Сам он никогда не открывал, но видел часто, как это делают солдаты. Тихонько потянул рукоятку вверх – подается, потом отодвинул ее осторожно на себя до отказа.
– Умно! – горделиво оценил Димка. Но тут же заметил под затвором желтоватый, вынырнувший откуда-то патрон.
«Ну, к черту, – подумал Димка, – закрою-ка я обратно». – И он стал толкать рукоятку вперед.
Теперь она пошла уже значительно туже, и, к своему величайшему ужасу, Димка заметил, что желтый патрон движется прямо в канал ствола.
Он остановился в нерешительности и отодвинул даже от себя винтовку: «И куда лезет, черт?»
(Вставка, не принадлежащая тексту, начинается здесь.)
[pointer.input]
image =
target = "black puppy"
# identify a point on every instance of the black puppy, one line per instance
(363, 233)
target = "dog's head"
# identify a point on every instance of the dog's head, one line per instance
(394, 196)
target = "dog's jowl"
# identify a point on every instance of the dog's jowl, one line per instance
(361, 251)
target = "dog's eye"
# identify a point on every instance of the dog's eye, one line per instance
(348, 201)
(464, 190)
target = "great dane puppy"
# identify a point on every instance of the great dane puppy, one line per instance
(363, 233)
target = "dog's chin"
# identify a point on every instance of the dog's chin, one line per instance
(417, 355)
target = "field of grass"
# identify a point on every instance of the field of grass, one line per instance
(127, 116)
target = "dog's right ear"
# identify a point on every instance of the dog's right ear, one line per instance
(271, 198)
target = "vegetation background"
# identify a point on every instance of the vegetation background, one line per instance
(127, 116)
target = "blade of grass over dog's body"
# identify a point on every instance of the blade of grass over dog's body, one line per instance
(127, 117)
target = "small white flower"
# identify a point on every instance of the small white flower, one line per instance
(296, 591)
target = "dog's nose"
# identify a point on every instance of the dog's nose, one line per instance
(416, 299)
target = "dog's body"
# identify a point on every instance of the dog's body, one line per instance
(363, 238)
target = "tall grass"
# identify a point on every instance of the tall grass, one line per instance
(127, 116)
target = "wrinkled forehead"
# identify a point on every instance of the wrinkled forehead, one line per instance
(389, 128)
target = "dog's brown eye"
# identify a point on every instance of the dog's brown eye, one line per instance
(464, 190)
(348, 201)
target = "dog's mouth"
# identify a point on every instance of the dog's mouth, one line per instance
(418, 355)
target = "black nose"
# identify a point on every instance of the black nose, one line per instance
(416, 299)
Однако надо было торопиться. С большой осторожностью закрыв затвор, стал потихоньку толкать винтовку на место. Он затолкал ее почти что всю, как вдруг до его слуха донесся какой-то шум, как будто кто-то лязгнул ключом по замку и негромко кашлянул.
«Головень!» – в страхе подумал оцепеневший Димка.
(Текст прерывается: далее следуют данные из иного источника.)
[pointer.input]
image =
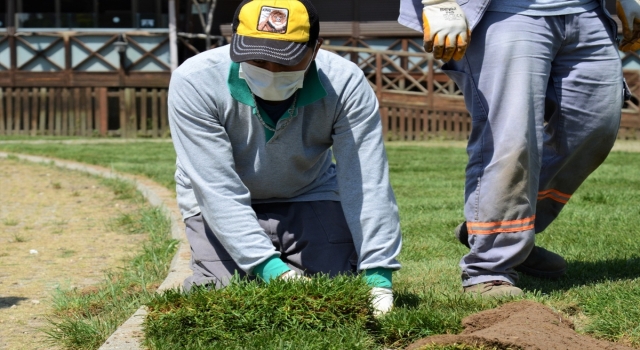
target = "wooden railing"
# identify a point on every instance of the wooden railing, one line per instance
(84, 111)
(417, 100)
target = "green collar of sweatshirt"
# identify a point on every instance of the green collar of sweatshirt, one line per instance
(311, 91)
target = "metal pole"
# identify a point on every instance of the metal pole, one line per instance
(173, 37)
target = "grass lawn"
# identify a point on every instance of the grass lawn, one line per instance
(597, 233)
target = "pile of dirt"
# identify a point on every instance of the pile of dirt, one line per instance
(518, 325)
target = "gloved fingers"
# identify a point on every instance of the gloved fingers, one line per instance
(439, 46)
(461, 47)
(382, 300)
(292, 275)
(450, 47)
(428, 39)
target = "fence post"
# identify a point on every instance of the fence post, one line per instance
(103, 110)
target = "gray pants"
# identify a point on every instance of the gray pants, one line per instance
(545, 95)
(312, 237)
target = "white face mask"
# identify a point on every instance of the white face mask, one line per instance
(272, 86)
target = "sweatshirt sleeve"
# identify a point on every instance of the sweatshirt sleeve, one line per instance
(363, 177)
(204, 151)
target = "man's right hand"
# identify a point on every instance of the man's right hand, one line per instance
(293, 275)
(629, 14)
(446, 30)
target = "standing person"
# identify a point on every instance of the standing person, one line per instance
(254, 124)
(542, 80)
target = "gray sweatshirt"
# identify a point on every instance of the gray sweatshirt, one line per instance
(227, 160)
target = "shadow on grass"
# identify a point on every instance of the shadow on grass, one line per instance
(7, 302)
(582, 273)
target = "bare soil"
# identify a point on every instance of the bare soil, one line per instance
(54, 232)
(519, 325)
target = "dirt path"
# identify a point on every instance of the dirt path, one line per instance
(54, 231)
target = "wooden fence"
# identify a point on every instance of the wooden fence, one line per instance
(84, 111)
(417, 102)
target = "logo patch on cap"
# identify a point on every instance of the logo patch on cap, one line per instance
(273, 20)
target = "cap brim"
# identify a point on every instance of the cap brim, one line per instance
(245, 48)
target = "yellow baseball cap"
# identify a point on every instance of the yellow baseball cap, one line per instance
(279, 31)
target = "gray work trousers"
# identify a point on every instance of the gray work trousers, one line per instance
(312, 237)
(545, 95)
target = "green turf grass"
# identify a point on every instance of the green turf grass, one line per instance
(597, 233)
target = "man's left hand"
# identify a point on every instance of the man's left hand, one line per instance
(629, 14)
(382, 301)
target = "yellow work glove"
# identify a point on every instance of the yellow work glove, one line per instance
(446, 30)
(629, 14)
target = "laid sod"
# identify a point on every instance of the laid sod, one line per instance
(597, 233)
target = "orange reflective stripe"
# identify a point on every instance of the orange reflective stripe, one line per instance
(554, 195)
(487, 228)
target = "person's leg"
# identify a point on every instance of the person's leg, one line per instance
(504, 79)
(315, 238)
(584, 102)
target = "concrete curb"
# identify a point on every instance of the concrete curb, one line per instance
(130, 335)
Дверь скрипнула, распахнулась, и прямо перед ним показалось удивленное и рассерженное лицо Головня.
– Что ты, собака, здесь делаешь? – спросил, не отходя от двери, тот.
– Ничего! – побледнел от испуга Димка. – Я спал… – И незаметно ногой двинул предательски выглядывающий в сене приклад. В ту же минуту, точно тяжелый и внезапный удар по голове, грохнул глухой, но сильный выстрел.
Димка чуть не сшиб Головня с лестницы, бросился прямо сверху на землю и, преследуемый по пятам, пустился через огород, ничего не соображая и не различая.
Перескочив через плетень возле дороги, он оступился в канаву и здорово грохнулся, но, невзирая на боль, вскочил снова и сейчас же почувствовал, что настигнувший его рассвирепевший Головень крепко впился пальцами в рубаху.